1 octobre 2010

Douleur et beauté...

Je veux mourir sans bandeau devant les yeux. Je veux mourir debout puis sauter dans l’inconnu sans honte, sans bagage inutile, sans regretter aussi mon ignorance, sans regretter ce qui fait une vie d’homme qui comprend et admet qu’il n’a pas tout vu et tout saisi.

Je suis tout plein de ces blessures, de ces combats singuliers à poings nus, ces escapades échevelées dans des territoires même oubliés de ma mémoire. Tout ça m’habite. Ces rages de père, ces mots tranchants comme les ciseaux du sculpteur, ces émois et ces pleurs d’une mère contrariée, tout ça m’habite. Je suis aussi les peurs de grandes nuits d’épouvantes alors que de sordides maladies croquaient à belles dents dans nos lits d’enfants. Je suis la poésie ludique de mes frères et sœurs, les charges furieuses de cette grande flopée d’amis qui remplissait ma rue de désordres ou de folies débridées. Je suis aussi un brin, un gros brin disons, ces discussions animées qu’entretenaient mes parents et grands-parents avec leurs frères et sœurs lorsque réveillons et repas de famille battaient l’ambiance à grand renfort d’éclaboussures.

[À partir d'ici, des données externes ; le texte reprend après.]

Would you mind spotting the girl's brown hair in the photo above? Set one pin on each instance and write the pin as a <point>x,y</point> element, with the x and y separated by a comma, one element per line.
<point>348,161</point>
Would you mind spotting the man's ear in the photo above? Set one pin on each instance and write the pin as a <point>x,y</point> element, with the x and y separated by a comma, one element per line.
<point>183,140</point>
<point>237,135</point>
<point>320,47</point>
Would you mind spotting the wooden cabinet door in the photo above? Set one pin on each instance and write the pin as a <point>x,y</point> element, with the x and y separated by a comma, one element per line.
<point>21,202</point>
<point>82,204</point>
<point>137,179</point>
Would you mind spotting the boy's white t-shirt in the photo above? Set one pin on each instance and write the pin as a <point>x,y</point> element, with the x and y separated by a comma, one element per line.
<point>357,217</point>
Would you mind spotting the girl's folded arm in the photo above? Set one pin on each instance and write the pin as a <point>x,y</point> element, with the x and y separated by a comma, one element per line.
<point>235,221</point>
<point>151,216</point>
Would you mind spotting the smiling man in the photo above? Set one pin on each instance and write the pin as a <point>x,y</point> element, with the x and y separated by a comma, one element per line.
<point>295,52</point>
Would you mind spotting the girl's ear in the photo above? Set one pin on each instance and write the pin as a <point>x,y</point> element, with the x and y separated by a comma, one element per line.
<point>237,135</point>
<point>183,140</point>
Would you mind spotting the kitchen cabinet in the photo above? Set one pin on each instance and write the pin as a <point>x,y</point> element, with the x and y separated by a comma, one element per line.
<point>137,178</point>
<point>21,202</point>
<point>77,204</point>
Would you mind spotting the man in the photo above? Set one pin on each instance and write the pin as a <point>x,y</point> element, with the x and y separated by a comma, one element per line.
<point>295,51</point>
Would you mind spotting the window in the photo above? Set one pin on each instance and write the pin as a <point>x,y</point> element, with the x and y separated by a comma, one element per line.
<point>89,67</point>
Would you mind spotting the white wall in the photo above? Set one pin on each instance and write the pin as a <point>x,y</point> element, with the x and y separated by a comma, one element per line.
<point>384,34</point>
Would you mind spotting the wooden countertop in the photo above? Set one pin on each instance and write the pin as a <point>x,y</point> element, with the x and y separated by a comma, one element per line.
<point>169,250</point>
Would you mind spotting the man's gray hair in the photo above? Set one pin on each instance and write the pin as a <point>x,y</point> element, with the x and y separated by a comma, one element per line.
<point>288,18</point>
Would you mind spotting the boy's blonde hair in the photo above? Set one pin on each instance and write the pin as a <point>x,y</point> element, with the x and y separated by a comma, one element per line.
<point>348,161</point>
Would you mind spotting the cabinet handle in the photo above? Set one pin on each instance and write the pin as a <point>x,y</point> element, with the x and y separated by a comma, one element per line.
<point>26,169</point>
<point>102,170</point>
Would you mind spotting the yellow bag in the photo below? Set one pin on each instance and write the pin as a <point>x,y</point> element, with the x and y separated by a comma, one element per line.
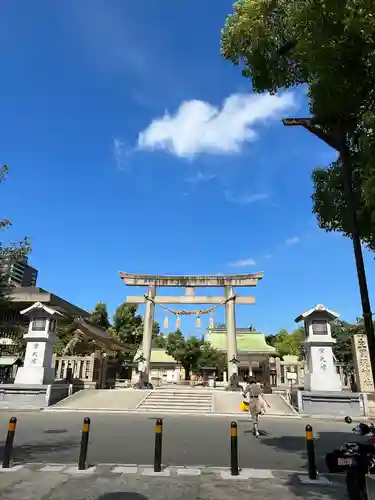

Je suis tout ça, cette vie, cette énergie qui fait jaillir un être de la terre, le fait naître, et renaître parfois, comme un brûlant soubresaut dans l’attente d’un destin à fignoler. Je suis tout ça, cette ardeur embrasée, ces champs florissants, ces chances perdues, ces trottoirs, ces rues inondées de mauvais coups. Je suis toutes ces parties de hockey dehors, dans cet hiver qui vire sens dessus dessous les vieux, mais pas nous, car le jeu est notre dieu et il faut lui sacrifier notre précieux temps d’enfants, l’autre temps, le temps magique. Je suis aussi ces étés à courir des milles et des milles pour rien, en pure perte, puis à grimper jusqu’à bout de souffle dans chaque arbre qui osait m’interpeller pour sentir mes muscles se tendre et se détendre. Je suis ces étés à me cacher, à me jouer du vent, de la pluie et du soleil, à rouler des ballons, à botter des chaudières de plastique, à converser avec les fourmis, les chenilles, à chasser les papillons avec mon frère pour sa collection.

Je ne puis me débarrasser de tout cela, de cette douleur et de la beauté du vivre.

Et je n’espère que le bonheur de ne pas mourir avant l’aurore.